Winter storm Juno is expected to hit this evening and last through Wednesday, impacting businesses from the Mid-Atlantic to New England. Millions may be affected by power outages and travel disruptions, and many may suffer property damage because of strong winds, coastal flooding, ice, and heavy snow. Is your business prepared for the coming storm and the havoc it may wreak on business operations and property? Knowing your coverage rights and obligations is critical.

Policyholders should locate and analyze all insurance policies that may afford them insurance coverage. Property damage policies cover physical damage to property including, for example, a policyholder's building. These policies also may cover the costs associated with rebuilding, repairing, or replacing damaged property.

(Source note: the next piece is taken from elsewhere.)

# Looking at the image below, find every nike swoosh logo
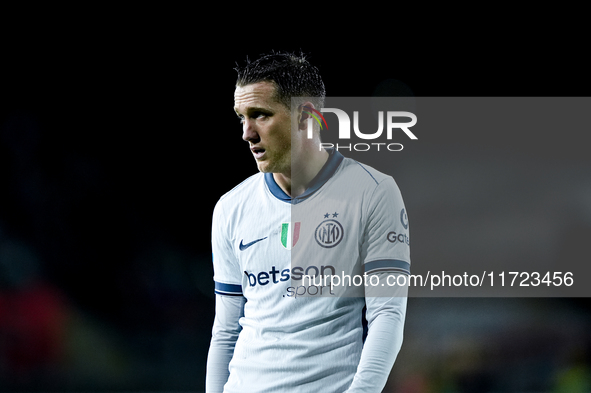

Business interruption, extra expense, and contingent extra expense coverage may provide further relief when a policyholder's and/or its vendors' or suppliers' damaged facilities cause a suspension in the insured's operations. Policyholders should identify and obtain copies of insurance policies issued to other businesses – such as vendors, current and former affiliates, and suppliers – that may provide insurance coverage to them.

As with any potentially insured losses, issues may arise regarding the cause of the loss, whether the policy excludes the loss, and what coverage limits apply to the loss. Some policies provide specific coverage for weather-related losses; others specifically exclude risks, such as flood; and still others provide limited coverage with dedicated sublimits. 

Most insurance policies require an insured to provide timely notice of potential claims. Some property policies, for example, require that businesses provide notice of a loss "as soon as practicable," while others require notice "immediately." Most property policies also require policyholders to submit proof of loss arising from covered losses. Businesses, therefore, should collect and maintain records documenting their damage, lost revenues, and additional expenses, and be sure to submit all required information as and when required by their insurance contracts. To the extent a policyholder needs more time to prepare its proof of loss, it should consider approaching its insurers for additional time and confirming all extensions in writing. Policyholders also should consider asking insurers to make advances on loss payments while the insurer conducts its investigation.

Because insurance companies fill their policies with legal and technical jargon, policyholders understandably may have questions regarding the scope of coverage available to them. Businesses should consult with experienced professionals, such as insurance brokers, accounting consultants, and coverage counsel, who can help them understand their insurance, navigate the claims process, and ultimately maximize their insurance recovery.